So in the end Harry hadn't told anyone close to him, a decision he had chosen due to the fact that he would be doing them all a favor, actually, one that didn't allow them to experience the horror of Harry being inevitably fated with a boy who he would rather be dead ten times over.
Still, Harry had decided to take a visit to the Hospital Wing late at night out of pure curiosity, with only moonlight being his companion as silver lit up old ceramic tiles and hallways, going through the clear, transparent shimmering fabric of his cloak and landing right where his shadow was supposed to be. He arrived not long after midnight chimed, casting a silent Alohomora at the doors and smiling when they opened with a subtle click, the sound echoing just barely throughout the silence that veiled the long, empty Hogwarts hallways at night.
He walked a bit to reach the only bed that was occupied in the Wing, heart drumming just a little too fast for his own liking—anticipation coiling tight around his guts like a snake waiting to strike; the feeling dangerous and horrible, for the confirmation he was seeking for would wound up being either the final nail in the coffin or the (unlikely) unexpected freedom he would receive.
Although—
Although Malfoy wasn't sleeping unlike what Harry had been expecting.
He was reading.
Harry noticed him sitting up even when he was still a couple beds away; moonlight tinted white-blond hair like a beacon from afar in the dark, as though Malfoy was using every moment to flaunt his heritage and his general Malfoyness for the whole world to see, the view just enough to spark familiar annoyance in the back of Harry’s mind.
Just because of that alone, Harry let his footsteps be heard in the quiet.
Malfoy jerked his head up at the sound, but Harry couldn't find it within himself to feel satisfied by the reaction when Malfoy was… raising an unimpressed eyebrow at what should be nothing but empty air in his vision.
“You're free to show yourself, you know,” Malfoy drawled, all posh and grating, chin tipped up almost condescendingly as if his arm wasn't in a fucking sling.
Harry, scowling, pulled down his cloak with a little too much force.
Malfoy blinked, gray eyes unnaturally bright from the silver streaming through the windows, before having his mouth twist, expression closing off into something Harry couldn't read—not even after the few years he had been obsessing over the other.

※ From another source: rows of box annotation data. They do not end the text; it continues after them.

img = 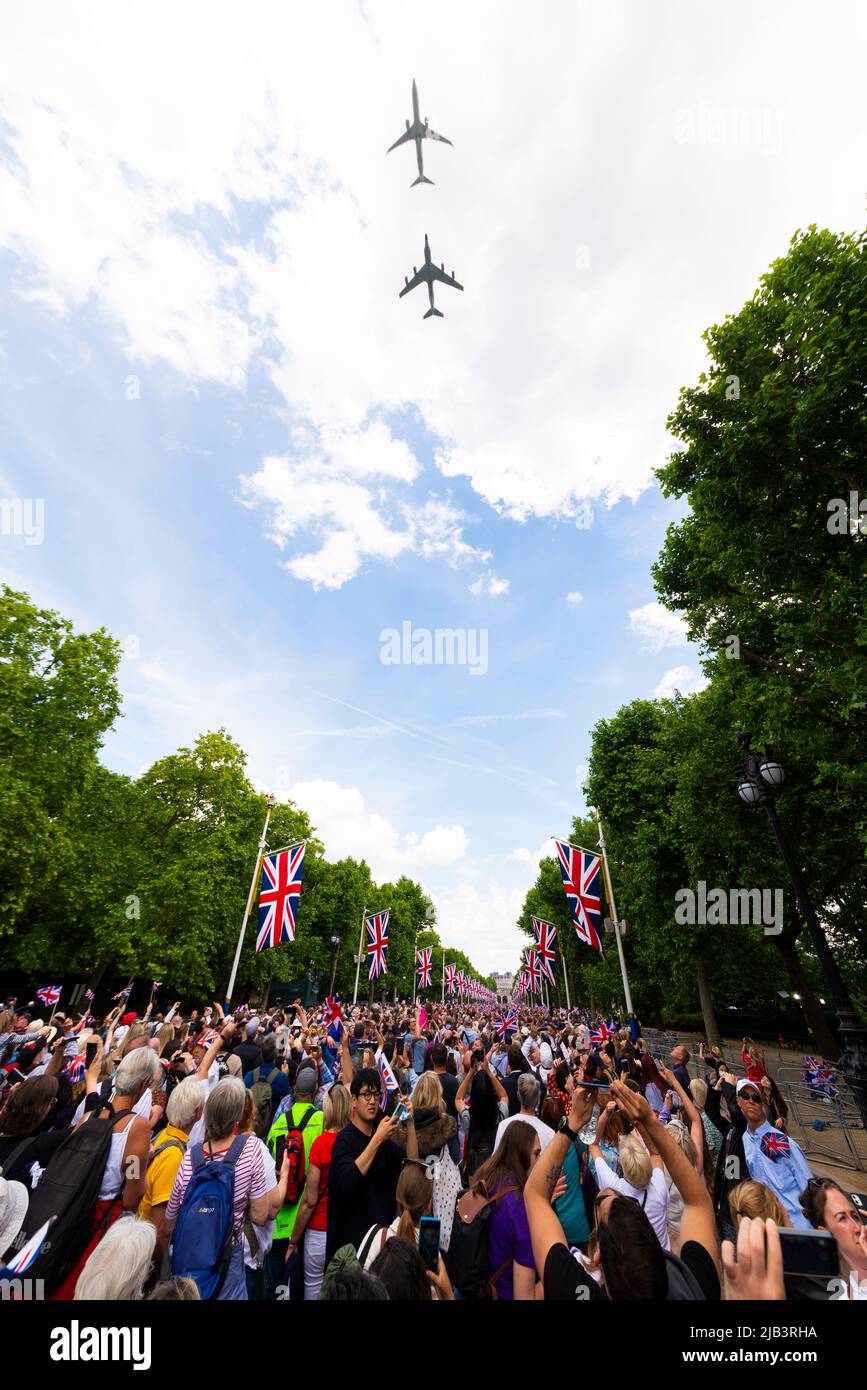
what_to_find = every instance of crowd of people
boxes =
[0,999,867,1301]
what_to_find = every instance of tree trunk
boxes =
[696,959,723,1048]
[774,931,841,1062]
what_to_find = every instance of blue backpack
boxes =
[171,1134,247,1298]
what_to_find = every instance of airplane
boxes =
[385,78,454,188]
[397,232,464,318]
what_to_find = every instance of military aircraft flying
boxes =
[397,232,464,318]
[385,79,454,188]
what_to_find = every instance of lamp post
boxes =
[735,733,867,1127]
[328,931,340,994]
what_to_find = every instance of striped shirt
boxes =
[165,1134,274,1237]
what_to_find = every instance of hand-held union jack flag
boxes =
[554,840,602,955]
[364,909,389,980]
[532,917,557,984]
[256,840,307,951]
[418,947,434,990]
[759,1130,791,1163]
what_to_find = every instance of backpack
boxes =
[171,1134,249,1300]
[278,1105,315,1207]
[446,1187,518,1298]
[14,1111,129,1290]
[250,1066,279,1143]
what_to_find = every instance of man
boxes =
[232,1019,261,1076]
[671,1045,691,1091]
[325,1066,418,1265]
[265,1065,324,1300]
[503,1043,529,1115]
[493,1073,554,1154]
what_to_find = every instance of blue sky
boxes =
[0,0,864,969]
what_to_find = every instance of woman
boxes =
[286,1086,352,1301]
[49,1047,163,1300]
[800,1177,867,1302]
[591,1101,671,1250]
[395,1072,461,1252]
[163,1073,283,1301]
[454,1051,509,1182]
[539,1095,591,1251]
[472,1120,542,1302]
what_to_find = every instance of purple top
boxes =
[488,1182,535,1300]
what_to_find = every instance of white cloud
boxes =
[289,778,470,881]
[653,666,707,699]
[628,603,686,652]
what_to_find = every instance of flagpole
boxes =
[595,806,632,1013]
[226,795,276,1012]
[353,908,367,1009]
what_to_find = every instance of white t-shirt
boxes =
[493,1115,554,1152]
[596,1158,671,1250]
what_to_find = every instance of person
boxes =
[325,1066,418,1265]
[493,1074,554,1150]
[524,1081,720,1301]
[139,1076,206,1269]
[454,1051,509,1180]
[162,1078,280,1301]
[370,1238,454,1302]
[472,1112,542,1301]
[589,1100,671,1250]
[542,1094,591,1251]
[286,1084,352,1302]
[800,1177,867,1302]
[720,1077,813,1230]
[50,1048,163,1301]
[75,1215,157,1302]
[265,1065,325,1300]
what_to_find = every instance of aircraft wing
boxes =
[397,268,428,299]
[431,265,464,289]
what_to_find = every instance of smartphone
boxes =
[418,1216,440,1273]
[779,1229,839,1279]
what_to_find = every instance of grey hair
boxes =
[165,1076,204,1134]
[75,1217,157,1302]
[114,1047,163,1095]
[518,1072,540,1111]
[204,1076,247,1140]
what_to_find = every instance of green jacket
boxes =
[268,1101,324,1240]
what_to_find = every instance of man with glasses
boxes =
[325,1066,418,1265]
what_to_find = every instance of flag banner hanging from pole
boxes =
[256,840,307,952]
[554,840,602,955]
[364,908,389,980]
[417,947,434,990]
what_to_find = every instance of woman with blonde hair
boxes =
[589,1101,671,1250]
[286,1083,352,1302]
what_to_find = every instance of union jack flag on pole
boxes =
[364,908,389,980]
[532,917,557,984]
[554,840,602,955]
[418,947,434,990]
[256,840,307,951]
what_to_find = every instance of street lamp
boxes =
[735,733,867,1127]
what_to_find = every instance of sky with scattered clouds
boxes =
[0,0,867,970]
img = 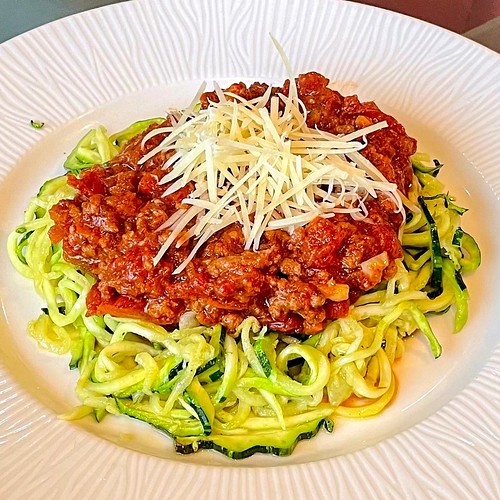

It was like staring into a blank paper, and it was genuinely eerie how easy it was for Malfoy to slip into that (Slytherin or pureblood?) mask of his.
“I'm going to assume you're…” Malfoy trailed off, raising his good right hand and turning it around so Harry could see the words engraved on pale, porcelain skin. “Them,” he finished. “Are you really my soulmate?”
Confront him, it read, and Harry felt it resonate in his very being—echoing and bouncing in between the empty space he had between his brain and skull, refracting like light on broken glass in its mission to tell Harry that it was confirmed, genuinely speaking, and Harry's soulmate was really Malfoy and his haughty smirks and terrible attitude.
“Fuck you,” Harry spat, rage choking him before he could think any better. “Fuck you.”
Because soulmates were supposed to be the thing that was his. Because he was supposed to meet his soulmate and adore them immediately, to save himself from a failing marriage like Uncle Vernon and Aunt Petunia's, since he couldn't be bothered to search and hers had died from an early age. Because his soulmate was supposed to be anyone else other than Draco Malfoy.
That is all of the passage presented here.